4 min read

The future of indie games

The future of indie games
Screenshot from Horses of Hoofprint Bay. This is the future of indie games. Yep. This is it.

I've followed Alice Ruppert on social media for a while now. She runs a good website focused on horse games. I'm not a horse girl! I mean horses are fine, but they're not something I'm mega into. But what I am interested in is the culture of games, and I am interested in ways to expand that culture. Anyway, she's recently posted a breakdown of the marketing strategy for a game she's been helping on, and it gave me some thoughts. Here it is:

How we got 6300 Wishlists within 3 weeks of announcing our game with no press coverage and no playable demo (through building and leveraging thematic player communities)
by u/AliceTheGamedev in gamedev

And let me quote a nice big chunk of it:

Key Learnings and General Takeaways

  • The people yearn for good horse games
  • You can do what I do for horses with whatever interests you and whatever might be useful for your future games. Cats? Dogs? Trains? Fashion? Archery? Cooking? Whatever hobby and interest you have outside of games, community and expertise can be built around it and its overlap with games, and you can then use that community to give them what they want, i.e. thematically fitting games. If you WANT to do this and aren’t sure how to get started, please reach out, I’m happy to share my learnings and strategies, but don’t want to further inflate this post.
  • Building thematically focused communities is providing a genuine service for players who want that type of content (and it’s a bit of a moderation effort of course), but it’s also an incredible tool for targeting your exact audience. And if you run those communities, you can run them in a way that is relatively developer-friendly rather than allergic to “self promotion” as some player-run communities are. (just don’t let people spam, and lead by example of posting content that adds actual value to players, not only your own self promo)
  • See all you have to do is invest your free time for seven years to become known for the one thing that you care a lot about in games and then maybe you can make that profitable and you know what they say about dream jobs the only risk is completely mixing up your hobby and job and never having actual free time again surely that can absolutely not go wrong, it’s easy!
  • Nostalgia and childhood memories can be an excellent driver of reach and interest, even without any official IP or existing brand following

And all this is pretty inspiring, right?

Because the story of indie games is that it started as an identity. You were an "indie game dev", you were the kind of person who "played indie games". There was lots of range within this, but there were core games and events that you would know about if you were in this world. You would have opinions about Indie Game The Movie. There was a community - it was large and amorphously defined, but it was a real community.
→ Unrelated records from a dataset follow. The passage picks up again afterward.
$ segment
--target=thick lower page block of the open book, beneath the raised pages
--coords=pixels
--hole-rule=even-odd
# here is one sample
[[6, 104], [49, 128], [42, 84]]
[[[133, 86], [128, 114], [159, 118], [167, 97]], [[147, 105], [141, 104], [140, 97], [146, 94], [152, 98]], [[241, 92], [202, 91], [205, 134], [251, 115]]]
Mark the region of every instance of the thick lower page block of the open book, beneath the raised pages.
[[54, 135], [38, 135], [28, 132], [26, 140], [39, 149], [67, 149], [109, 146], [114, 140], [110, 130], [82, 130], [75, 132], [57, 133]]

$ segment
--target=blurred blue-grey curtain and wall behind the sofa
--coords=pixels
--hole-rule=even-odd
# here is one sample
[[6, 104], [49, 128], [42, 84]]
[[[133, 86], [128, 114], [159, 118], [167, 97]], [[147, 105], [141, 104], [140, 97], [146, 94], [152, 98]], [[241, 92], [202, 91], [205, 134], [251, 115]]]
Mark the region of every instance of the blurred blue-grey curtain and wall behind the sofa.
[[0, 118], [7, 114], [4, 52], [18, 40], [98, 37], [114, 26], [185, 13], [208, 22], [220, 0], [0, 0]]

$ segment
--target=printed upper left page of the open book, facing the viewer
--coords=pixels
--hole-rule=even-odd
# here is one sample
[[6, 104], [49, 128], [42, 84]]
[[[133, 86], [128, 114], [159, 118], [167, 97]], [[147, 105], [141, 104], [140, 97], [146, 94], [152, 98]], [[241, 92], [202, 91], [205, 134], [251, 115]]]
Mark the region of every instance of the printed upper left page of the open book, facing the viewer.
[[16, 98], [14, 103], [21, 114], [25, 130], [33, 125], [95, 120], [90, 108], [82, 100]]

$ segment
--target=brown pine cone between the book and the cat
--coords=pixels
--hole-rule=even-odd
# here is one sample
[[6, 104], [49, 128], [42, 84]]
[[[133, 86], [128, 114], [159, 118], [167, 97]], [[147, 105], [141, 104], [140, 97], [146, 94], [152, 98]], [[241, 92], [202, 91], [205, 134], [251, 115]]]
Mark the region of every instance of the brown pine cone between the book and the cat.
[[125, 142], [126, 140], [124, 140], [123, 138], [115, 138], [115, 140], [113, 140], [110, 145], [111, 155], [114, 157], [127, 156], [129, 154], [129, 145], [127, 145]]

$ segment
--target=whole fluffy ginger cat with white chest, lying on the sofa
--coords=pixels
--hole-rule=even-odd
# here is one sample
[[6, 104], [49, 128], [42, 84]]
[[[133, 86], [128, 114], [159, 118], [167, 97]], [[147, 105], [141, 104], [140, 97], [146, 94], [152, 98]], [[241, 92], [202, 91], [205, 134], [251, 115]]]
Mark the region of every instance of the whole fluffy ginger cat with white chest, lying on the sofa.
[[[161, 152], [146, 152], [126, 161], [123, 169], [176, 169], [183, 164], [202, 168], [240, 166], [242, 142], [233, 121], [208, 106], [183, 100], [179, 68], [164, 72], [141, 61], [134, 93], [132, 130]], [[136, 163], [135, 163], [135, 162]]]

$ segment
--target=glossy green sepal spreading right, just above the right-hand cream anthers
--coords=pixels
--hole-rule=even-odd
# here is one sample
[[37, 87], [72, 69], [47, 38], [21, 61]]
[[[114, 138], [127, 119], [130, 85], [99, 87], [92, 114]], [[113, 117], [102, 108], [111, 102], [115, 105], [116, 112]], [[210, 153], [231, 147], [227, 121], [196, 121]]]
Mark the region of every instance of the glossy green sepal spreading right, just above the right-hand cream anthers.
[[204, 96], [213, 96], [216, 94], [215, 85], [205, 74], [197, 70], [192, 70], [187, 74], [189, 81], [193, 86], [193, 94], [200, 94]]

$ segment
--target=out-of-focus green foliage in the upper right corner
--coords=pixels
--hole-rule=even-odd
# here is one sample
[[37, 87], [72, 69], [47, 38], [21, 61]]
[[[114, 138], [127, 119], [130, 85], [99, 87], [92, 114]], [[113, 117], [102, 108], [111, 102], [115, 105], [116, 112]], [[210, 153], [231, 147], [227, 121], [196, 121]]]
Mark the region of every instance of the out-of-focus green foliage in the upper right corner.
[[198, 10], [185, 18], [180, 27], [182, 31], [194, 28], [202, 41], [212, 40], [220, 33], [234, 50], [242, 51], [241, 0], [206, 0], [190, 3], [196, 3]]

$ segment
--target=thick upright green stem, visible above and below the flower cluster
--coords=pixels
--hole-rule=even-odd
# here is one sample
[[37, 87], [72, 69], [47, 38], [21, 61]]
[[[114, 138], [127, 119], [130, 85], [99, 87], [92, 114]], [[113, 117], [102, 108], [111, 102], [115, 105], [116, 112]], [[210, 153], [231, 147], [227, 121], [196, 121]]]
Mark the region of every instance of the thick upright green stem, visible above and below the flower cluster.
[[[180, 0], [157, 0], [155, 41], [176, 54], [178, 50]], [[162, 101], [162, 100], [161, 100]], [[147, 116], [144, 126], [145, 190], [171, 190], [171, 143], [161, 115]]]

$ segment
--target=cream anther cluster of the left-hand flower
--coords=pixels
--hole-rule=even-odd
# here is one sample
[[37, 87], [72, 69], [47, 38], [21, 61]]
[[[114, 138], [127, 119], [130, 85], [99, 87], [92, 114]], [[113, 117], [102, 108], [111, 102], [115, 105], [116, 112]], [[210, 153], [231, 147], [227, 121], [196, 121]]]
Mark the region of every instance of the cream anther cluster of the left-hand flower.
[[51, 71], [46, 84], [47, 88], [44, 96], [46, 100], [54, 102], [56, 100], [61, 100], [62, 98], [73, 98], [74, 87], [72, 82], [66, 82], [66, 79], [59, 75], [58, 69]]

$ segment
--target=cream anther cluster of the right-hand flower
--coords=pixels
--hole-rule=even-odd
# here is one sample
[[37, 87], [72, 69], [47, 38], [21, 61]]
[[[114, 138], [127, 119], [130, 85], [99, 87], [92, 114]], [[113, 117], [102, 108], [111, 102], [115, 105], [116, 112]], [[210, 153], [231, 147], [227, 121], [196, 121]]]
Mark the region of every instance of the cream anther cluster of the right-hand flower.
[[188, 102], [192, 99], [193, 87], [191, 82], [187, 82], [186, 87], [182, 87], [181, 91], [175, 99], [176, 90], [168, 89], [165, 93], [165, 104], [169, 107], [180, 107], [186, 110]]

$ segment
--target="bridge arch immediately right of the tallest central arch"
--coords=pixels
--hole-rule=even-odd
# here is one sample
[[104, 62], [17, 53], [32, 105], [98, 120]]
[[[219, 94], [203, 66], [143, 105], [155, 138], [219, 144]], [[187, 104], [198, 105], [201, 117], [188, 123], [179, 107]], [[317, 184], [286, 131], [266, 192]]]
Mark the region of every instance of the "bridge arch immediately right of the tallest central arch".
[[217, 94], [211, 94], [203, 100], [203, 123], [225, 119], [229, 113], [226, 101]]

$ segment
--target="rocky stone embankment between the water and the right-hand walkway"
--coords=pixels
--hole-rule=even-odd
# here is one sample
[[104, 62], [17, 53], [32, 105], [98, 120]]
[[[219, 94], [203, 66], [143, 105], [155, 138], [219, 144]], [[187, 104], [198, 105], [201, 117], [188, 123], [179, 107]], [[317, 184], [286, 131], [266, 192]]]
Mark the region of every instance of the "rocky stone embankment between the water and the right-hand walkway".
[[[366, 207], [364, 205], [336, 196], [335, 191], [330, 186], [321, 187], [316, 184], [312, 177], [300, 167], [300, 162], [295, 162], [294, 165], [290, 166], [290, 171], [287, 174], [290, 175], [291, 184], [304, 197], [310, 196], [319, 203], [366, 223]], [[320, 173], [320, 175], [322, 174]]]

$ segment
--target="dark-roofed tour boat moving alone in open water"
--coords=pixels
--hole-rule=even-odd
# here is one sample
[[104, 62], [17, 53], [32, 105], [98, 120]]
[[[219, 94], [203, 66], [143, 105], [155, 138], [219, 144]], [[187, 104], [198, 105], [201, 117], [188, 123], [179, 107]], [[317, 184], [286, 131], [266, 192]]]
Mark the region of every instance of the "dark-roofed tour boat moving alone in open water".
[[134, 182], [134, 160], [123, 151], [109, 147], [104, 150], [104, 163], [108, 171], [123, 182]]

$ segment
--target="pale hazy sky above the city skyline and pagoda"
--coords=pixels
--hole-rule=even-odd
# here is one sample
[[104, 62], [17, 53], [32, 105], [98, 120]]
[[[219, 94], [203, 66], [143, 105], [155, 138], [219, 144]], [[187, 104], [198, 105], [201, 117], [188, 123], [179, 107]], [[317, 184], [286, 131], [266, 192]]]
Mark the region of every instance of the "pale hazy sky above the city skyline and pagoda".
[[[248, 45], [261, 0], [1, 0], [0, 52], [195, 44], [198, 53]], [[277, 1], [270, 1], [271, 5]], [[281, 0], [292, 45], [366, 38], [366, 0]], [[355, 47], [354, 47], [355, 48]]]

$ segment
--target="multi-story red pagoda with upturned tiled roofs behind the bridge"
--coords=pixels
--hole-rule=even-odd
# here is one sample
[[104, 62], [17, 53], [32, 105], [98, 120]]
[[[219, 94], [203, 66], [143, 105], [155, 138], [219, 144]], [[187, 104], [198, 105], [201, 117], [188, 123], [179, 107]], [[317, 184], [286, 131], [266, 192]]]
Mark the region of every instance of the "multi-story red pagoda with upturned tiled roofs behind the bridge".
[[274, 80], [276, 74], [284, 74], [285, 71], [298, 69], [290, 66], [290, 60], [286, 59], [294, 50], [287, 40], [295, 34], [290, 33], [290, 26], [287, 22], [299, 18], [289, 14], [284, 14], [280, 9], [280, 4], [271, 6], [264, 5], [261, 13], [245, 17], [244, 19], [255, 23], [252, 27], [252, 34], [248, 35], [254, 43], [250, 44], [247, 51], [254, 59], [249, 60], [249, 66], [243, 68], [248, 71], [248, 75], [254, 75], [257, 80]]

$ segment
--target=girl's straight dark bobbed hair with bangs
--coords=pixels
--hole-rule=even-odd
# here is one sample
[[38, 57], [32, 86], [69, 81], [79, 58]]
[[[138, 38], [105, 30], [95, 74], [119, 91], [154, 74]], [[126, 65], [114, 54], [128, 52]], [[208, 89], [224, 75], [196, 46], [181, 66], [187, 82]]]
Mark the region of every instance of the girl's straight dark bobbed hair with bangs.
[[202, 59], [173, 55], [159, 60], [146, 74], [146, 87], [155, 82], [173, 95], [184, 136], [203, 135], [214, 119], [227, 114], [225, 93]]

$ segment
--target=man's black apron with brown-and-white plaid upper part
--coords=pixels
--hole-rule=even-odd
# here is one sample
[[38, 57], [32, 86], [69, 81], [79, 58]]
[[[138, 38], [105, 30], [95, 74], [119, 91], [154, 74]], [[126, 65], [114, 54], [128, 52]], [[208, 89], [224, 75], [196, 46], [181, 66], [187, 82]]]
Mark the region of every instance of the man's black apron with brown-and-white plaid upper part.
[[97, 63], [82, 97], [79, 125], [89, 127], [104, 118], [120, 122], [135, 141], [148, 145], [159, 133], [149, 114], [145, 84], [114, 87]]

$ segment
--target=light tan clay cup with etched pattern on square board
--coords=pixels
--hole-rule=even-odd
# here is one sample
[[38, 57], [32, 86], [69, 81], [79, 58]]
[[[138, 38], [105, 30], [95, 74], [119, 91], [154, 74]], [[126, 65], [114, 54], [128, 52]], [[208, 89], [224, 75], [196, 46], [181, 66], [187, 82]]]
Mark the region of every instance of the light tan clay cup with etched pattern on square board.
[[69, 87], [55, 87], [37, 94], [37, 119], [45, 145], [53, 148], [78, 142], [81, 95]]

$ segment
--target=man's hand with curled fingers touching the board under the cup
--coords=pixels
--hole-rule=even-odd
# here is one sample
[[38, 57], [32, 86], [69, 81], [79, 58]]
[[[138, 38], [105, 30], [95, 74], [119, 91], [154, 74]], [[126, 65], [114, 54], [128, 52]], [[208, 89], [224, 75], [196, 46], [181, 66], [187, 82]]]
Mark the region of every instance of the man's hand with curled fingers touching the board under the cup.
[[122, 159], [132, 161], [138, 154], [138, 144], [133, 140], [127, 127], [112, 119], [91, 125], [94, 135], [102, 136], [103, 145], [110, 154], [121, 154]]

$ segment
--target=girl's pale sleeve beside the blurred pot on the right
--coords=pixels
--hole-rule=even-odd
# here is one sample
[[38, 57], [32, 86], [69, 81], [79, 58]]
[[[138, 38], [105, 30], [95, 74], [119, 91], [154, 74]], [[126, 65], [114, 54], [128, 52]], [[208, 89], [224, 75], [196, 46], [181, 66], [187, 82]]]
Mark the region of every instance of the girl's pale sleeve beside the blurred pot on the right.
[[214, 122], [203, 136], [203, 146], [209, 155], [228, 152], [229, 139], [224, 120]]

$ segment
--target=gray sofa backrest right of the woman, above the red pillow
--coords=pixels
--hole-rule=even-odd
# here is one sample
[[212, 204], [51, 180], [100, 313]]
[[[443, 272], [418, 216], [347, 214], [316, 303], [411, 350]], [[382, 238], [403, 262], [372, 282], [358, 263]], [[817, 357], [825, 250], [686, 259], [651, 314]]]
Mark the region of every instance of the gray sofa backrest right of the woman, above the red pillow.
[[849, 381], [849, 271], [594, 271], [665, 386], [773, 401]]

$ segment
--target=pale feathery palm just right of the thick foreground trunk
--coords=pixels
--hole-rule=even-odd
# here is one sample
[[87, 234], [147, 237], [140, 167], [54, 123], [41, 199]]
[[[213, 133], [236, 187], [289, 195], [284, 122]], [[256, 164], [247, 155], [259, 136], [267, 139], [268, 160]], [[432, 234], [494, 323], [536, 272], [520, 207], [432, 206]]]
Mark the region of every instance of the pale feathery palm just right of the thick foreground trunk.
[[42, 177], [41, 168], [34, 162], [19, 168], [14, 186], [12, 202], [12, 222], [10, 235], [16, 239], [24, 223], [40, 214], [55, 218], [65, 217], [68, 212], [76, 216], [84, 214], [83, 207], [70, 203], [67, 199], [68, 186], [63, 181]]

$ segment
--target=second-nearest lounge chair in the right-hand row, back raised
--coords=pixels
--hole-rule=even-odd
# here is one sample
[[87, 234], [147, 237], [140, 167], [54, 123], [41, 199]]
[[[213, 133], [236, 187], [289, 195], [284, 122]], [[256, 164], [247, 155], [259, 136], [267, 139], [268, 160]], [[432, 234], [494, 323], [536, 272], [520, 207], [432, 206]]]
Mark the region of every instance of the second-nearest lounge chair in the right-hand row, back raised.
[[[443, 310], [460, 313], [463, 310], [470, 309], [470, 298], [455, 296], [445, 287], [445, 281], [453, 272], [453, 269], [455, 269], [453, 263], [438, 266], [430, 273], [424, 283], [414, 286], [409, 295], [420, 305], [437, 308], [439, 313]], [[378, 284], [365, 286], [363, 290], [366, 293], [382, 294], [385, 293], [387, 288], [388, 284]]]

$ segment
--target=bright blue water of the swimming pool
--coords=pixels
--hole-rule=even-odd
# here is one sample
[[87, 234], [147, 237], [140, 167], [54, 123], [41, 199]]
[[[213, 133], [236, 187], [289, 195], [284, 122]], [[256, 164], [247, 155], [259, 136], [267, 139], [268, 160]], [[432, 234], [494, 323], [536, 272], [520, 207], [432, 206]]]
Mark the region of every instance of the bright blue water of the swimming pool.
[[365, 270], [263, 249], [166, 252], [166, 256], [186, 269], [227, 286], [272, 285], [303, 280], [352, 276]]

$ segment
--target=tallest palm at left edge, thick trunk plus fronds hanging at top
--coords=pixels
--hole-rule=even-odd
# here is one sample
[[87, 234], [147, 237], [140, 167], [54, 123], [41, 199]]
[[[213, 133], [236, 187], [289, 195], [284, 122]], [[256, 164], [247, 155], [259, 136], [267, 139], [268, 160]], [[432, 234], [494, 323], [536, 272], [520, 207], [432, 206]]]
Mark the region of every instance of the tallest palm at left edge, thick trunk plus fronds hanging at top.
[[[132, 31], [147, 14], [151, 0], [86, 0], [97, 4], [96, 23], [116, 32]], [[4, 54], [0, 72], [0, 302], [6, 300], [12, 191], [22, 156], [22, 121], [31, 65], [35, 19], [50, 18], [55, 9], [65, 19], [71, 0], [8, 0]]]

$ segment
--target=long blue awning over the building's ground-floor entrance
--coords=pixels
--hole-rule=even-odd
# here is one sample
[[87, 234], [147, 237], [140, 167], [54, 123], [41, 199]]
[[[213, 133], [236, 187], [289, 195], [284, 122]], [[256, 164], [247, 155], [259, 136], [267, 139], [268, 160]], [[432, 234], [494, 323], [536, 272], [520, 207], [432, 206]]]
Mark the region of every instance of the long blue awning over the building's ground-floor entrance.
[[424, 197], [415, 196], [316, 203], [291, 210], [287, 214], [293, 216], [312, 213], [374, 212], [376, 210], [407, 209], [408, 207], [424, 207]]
And that time has long since passed. What counts as an indie game? It's too broad, too diffuse. The competition to just be a game in that space is too much, the only people can cut through are the lucky and those with deep pockets. "Indiepocalype" and those graphs of more and more games getting released on Steam each year.

So, what can you do as a creator? You find a smaller space to exist within. You find a smaller community where you can know a bunch of the people within it. And to do this, you need people who can create those spaces, who can label those games as something. People who bring a community together. Now you're not competing with "indie games", you're competing with "horse games". It's a more interesting space to be in - you can talk about horse animation, you can talk about how horses will rest with a back leg locked but not a front one, you can reference very specific games you wish people would remake.

And there's a few of these communities I can think of. They operate differently, but they're all places where interesting work is happening & where people are pushing each other to explore new spaces. Here's a off-the-top-of-my-head list:

  • Alice's horse game stuff
  • Thinky Games, a big umbrella term for puzzle games etc. A website & community & convention & ...
  • Domino Club - a gang of folk making games largely for each other and slowly getting more and more into fucked up sex stuff as they realise there's no reason not to. That's my understanding anyway, and I am going to assume it's true from the way the link at the start of this paragraph is blocked in the UK.
  • I assume all this low-fi PS1 horror stuff is coming out of a community, although I don't know the details.
  • I think Laura Michet mentioned discussion of tropes in the incremental game community? Again, I don't know the details
  • Oh yeah, not videogames but this is probably a good place to link to Adrian Hon's upcoming Jubensha convention
  • I'm sure I could come up with like 10 more if I sat and thought, but I want to spend less time writing each of these posts and this is a dangerously big topic to start to get into, so I won't.

To conclude: I hate people saying that anything is the future of indie games. Because there is no "the" about it. There's loads of futures, and they'll all exist side by side with each other, influencing each other and diverging and going in weird new directions. Indie games are dead! Long live indie games!